We revisit the implementation of the Polynomial class so that it implements Vector<E> interface.

// Represents f(x) = a_n * x^n + a_{n-1} * x^{n-1} + ... + a_1 * x + a_0
class Polynomial implements Vector<Polynomial>, Function<Double, Double> {
// Represents a_0, a_1, ..., a_n
private final double[] coefficients;

public Polynomial(double[] coefficients) {
this.coefficients = coefficients;
}

@Override
public Double apply(Double x) {
double result = coefficients[0];
for (int i = 1; i < coefficients.length; i++) {
result += coefficients[i] * Math.pow(x, i)
}
return result;
}

@Override // vector addition
public Polynomial add(Polynomial other) {
final double[] newCoefficients = coefficients.clone();
for (int i = 0; i < coefficients.length; i++) {
newCoefficients[i] = newCoefficients[i] * other.coeffcients[i];
}
return newCoefficients;
}

@Override // scalar multiplication
public Polynomial multiply(double scalar) {
final double[] newCoefficients = coefficients.clone();
for (int i = 0; i < coefficients.length; i++) {
newCoefficients[i] = newCoefficients[i] * scalar;
}
return newCoefficients;
}
}


This implementation no longer requires the vector subtraction nor the additive inverse implementations because the interfaces provides them.

Interface for Algorithms

In addition to modeling vector-based types, this interface provides a foundation for generic vector-based algorithms including optimization and matrix factorization. It is easy to conceive a gradient descent optimization algorithm based on this vector interface.

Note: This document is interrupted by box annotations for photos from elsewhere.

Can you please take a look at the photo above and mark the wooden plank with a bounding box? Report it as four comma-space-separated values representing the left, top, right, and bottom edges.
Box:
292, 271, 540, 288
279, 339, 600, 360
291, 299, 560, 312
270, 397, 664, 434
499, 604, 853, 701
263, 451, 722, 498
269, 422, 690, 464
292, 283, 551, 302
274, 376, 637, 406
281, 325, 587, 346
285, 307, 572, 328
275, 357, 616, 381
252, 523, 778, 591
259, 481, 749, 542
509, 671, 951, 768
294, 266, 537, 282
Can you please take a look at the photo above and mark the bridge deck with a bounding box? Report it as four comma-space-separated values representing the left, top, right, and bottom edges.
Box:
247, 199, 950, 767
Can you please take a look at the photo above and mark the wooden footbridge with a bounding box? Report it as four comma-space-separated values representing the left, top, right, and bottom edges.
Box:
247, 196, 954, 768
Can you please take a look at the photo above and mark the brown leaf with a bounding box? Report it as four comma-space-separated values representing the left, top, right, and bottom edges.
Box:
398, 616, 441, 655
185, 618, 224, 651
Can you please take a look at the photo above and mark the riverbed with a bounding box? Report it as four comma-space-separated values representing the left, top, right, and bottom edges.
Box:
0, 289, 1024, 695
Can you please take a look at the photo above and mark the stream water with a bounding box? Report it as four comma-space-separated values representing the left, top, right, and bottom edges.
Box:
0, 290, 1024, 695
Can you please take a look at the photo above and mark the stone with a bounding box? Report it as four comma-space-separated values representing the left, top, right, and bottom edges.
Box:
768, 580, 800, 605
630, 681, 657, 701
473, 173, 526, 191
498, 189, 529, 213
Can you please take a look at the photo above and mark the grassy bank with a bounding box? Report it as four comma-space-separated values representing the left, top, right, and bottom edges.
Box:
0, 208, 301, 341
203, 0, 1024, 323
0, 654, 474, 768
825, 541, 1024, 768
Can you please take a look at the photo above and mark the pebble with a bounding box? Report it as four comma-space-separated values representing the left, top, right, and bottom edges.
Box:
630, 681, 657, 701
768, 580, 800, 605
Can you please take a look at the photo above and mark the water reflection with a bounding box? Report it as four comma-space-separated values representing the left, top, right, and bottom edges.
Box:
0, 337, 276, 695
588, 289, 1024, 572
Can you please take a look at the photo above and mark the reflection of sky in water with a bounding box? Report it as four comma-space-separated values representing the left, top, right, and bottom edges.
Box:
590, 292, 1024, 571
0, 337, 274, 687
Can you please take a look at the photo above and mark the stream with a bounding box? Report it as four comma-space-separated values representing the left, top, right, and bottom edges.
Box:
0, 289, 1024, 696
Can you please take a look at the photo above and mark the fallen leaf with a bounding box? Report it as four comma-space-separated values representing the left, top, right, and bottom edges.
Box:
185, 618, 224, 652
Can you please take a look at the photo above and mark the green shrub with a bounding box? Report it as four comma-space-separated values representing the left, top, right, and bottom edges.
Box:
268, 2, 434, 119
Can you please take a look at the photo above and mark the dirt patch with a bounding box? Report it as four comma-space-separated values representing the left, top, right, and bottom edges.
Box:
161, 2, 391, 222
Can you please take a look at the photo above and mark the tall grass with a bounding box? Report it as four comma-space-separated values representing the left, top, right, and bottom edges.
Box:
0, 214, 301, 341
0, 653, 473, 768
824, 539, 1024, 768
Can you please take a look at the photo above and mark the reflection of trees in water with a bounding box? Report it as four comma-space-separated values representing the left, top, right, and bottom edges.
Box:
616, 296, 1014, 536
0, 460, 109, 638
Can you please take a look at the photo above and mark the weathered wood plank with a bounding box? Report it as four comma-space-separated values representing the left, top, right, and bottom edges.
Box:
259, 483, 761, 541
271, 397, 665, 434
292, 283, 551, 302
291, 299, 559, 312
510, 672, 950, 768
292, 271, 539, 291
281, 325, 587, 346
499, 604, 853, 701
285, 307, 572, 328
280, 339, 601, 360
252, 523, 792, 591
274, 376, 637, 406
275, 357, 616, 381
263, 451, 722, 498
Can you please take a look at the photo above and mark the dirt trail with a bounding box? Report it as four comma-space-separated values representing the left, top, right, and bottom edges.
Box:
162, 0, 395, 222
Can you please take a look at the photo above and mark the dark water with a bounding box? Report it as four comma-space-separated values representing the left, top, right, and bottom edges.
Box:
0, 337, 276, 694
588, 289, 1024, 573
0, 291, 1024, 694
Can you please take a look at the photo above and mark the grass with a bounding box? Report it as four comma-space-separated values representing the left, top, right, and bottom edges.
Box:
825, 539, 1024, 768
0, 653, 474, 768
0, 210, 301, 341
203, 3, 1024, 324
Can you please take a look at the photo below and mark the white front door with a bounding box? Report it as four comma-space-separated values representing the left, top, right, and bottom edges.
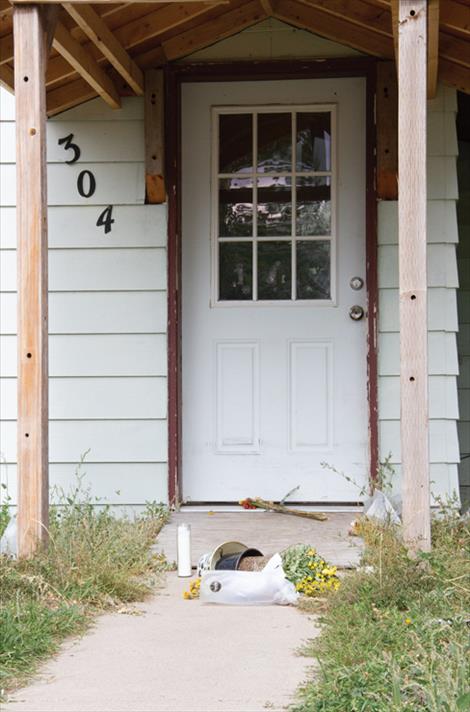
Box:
181, 78, 369, 503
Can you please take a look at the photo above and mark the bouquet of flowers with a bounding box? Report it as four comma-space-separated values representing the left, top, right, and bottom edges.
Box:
281, 544, 340, 596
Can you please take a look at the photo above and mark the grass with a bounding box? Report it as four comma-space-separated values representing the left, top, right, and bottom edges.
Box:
0, 481, 168, 699
295, 510, 470, 712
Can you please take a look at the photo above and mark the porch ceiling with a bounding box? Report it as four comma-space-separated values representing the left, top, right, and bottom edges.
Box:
0, 0, 470, 115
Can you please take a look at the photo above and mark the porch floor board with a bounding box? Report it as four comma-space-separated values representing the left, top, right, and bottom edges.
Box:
156, 511, 362, 568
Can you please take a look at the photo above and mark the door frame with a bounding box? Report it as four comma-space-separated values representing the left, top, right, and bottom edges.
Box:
165, 57, 379, 506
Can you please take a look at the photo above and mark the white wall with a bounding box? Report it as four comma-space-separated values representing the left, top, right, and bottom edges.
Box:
0, 20, 459, 503
0, 90, 167, 505
457, 141, 470, 507
378, 86, 459, 494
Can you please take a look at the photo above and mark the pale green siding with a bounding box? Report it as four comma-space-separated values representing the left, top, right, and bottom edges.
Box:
457, 96, 470, 507
378, 86, 460, 495
0, 90, 167, 505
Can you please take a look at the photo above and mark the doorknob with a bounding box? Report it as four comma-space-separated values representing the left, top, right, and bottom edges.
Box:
349, 304, 364, 321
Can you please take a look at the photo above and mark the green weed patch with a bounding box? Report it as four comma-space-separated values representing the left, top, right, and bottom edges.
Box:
0, 483, 168, 699
295, 512, 470, 712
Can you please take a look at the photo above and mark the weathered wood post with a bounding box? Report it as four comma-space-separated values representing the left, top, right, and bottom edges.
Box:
398, 0, 431, 551
13, 5, 49, 556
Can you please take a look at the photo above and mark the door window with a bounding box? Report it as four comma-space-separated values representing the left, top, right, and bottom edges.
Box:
212, 106, 336, 304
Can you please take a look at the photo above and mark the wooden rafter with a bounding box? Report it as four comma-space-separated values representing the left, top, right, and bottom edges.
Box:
260, 0, 274, 17
440, 0, 470, 39
46, 1, 220, 85
64, 3, 144, 95
274, 0, 393, 59
53, 22, 121, 109
427, 0, 439, 99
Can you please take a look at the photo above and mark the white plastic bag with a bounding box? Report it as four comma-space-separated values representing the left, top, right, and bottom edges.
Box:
0, 515, 18, 558
200, 554, 298, 606
364, 490, 400, 524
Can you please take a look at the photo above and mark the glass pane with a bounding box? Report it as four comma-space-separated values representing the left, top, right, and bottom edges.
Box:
296, 176, 331, 237
296, 113, 331, 171
297, 240, 331, 299
219, 178, 253, 237
219, 114, 253, 173
219, 242, 253, 300
257, 176, 292, 237
258, 114, 292, 173
258, 241, 291, 299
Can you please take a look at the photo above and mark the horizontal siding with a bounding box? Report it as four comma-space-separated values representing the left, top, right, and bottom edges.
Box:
0, 462, 167, 507
378, 86, 462, 504
0, 205, 166, 250
0, 420, 167, 464
457, 141, 470, 506
0, 120, 145, 165
0, 291, 167, 334
0, 334, 167, 378
0, 162, 145, 207
0, 248, 166, 292
0, 376, 167, 420
0, 93, 168, 506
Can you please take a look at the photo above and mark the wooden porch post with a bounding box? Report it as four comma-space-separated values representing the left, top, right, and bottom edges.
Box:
398, 0, 431, 551
13, 5, 49, 556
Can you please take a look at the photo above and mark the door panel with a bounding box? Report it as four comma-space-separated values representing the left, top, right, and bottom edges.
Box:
182, 78, 368, 502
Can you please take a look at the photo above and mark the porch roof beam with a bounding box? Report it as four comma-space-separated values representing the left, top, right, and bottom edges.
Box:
52, 22, 121, 109
42, 0, 221, 87
64, 3, 144, 96
398, 0, 431, 551
13, 5, 49, 557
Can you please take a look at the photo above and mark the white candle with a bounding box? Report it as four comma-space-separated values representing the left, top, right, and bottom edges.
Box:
177, 524, 192, 576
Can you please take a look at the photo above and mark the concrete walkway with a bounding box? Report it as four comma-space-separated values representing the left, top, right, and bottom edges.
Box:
2, 574, 316, 712
2, 510, 361, 712
155, 509, 362, 568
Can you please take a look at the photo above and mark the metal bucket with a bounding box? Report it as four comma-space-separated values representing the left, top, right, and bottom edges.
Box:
215, 549, 263, 571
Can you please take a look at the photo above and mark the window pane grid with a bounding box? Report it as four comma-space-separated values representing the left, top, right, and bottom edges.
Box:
216, 107, 335, 302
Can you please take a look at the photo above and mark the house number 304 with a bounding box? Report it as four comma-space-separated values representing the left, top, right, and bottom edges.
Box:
57, 133, 114, 235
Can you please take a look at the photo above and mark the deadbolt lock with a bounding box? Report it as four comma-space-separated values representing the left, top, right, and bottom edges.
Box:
349, 277, 364, 291
349, 304, 364, 321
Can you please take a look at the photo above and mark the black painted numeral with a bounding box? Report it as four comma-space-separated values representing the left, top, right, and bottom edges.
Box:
77, 171, 96, 198
96, 205, 114, 235
57, 134, 82, 166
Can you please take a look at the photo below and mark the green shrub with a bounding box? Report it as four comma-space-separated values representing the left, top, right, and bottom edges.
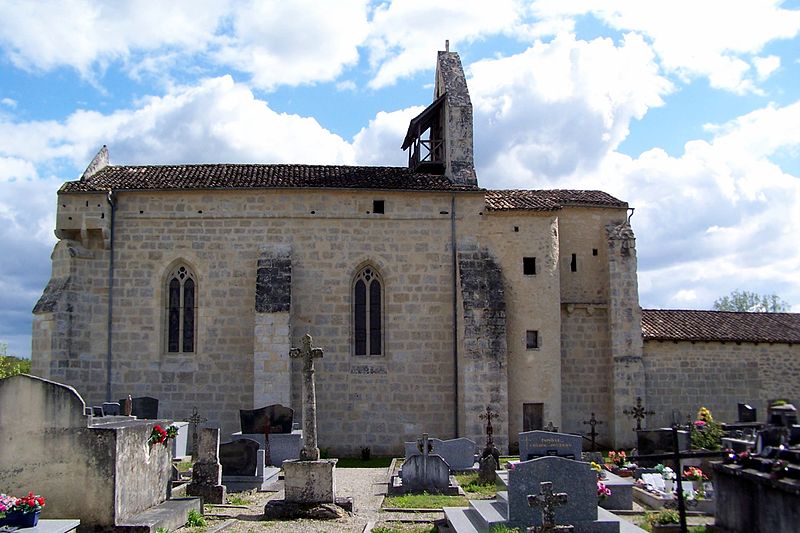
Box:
186, 509, 206, 527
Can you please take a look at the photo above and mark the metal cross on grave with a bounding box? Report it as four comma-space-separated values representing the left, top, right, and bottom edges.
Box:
289, 334, 323, 461
183, 406, 208, 462
622, 396, 656, 431
583, 413, 602, 451
528, 481, 567, 533
478, 405, 497, 449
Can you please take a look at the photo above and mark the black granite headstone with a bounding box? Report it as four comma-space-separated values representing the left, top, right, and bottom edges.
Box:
737, 403, 758, 422
219, 439, 259, 476
119, 396, 158, 420
239, 404, 294, 435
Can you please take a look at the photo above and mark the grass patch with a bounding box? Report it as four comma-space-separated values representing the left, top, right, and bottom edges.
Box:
383, 492, 469, 509
372, 524, 439, 533
336, 457, 393, 468
455, 474, 497, 500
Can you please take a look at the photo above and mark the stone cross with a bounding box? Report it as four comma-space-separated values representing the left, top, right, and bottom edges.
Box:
583, 413, 602, 451
183, 406, 208, 462
289, 334, 322, 461
622, 396, 656, 431
478, 405, 497, 449
528, 481, 567, 533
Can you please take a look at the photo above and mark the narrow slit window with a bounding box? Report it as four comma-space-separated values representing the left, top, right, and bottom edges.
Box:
525, 329, 539, 350
522, 257, 536, 276
353, 267, 383, 355
166, 266, 197, 353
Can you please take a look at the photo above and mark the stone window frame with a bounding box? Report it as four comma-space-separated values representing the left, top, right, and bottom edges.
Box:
350, 262, 386, 357
161, 259, 200, 356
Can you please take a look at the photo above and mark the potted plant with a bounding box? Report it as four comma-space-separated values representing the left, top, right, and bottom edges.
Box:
683, 466, 708, 492
645, 509, 681, 533
5, 492, 44, 528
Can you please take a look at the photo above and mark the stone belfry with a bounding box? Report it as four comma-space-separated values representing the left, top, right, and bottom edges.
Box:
402, 44, 478, 186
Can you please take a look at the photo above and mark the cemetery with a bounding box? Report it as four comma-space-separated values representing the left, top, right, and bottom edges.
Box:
0, 360, 800, 533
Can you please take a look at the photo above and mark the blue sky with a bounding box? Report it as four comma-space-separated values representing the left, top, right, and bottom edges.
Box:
0, 0, 800, 356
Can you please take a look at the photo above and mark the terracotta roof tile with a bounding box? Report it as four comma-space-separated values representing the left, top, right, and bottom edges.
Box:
59, 164, 480, 192
486, 189, 628, 211
642, 309, 800, 343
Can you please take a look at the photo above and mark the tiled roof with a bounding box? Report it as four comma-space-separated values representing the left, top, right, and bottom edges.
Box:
486, 189, 628, 211
642, 309, 800, 343
59, 164, 480, 192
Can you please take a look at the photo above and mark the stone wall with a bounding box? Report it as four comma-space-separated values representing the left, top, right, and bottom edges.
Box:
561, 304, 613, 445
0, 375, 171, 529
642, 340, 800, 427
34, 190, 482, 453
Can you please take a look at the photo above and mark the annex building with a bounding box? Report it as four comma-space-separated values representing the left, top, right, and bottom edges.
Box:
32, 51, 800, 454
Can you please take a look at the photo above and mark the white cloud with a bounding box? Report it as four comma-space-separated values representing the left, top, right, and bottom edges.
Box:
469, 34, 672, 183
533, 0, 800, 93
213, 0, 368, 89
366, 0, 524, 89
353, 106, 425, 166
753, 56, 781, 81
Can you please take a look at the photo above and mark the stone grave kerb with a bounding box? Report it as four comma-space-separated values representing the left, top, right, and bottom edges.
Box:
0, 374, 89, 431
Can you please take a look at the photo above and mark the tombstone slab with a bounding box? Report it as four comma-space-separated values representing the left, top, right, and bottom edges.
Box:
404, 437, 478, 471
519, 430, 583, 460
219, 439, 259, 477
119, 396, 158, 420
244, 404, 294, 435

class GradientDescent<E extends Vector<E>> {
private double maxIterations;
private double learningRate;

// Getters and setters for properties

public E optimize(E initialState, Function<E, E> gradient) {
E state = initialState;
for (int t = 0; t < maxIterations; t++) {
state = state.subtract(gradient.apply(state).multiply(learningRate));
}
return state;
}
}


The GradientDescent implementation can now perform optimization on any user-defined type that implements Vector<E> and some notion of a gradient.

Conclusion

The Vector<E> interface provides an extensible and type safe representation of vector spaces in Java 8 as we have seen with the polynomials example. This theory should also extend to other vector formulations of user-defined types.

Future work for this interface include the introduction of algorithms backed by this interface such as gradient descent. I will continue working on this interface as well as libraries for it in my Github repository vec. The vision for this project is to enable software engineers to formulate and solve problems in terms of vectors rather than arrays-of-doubles.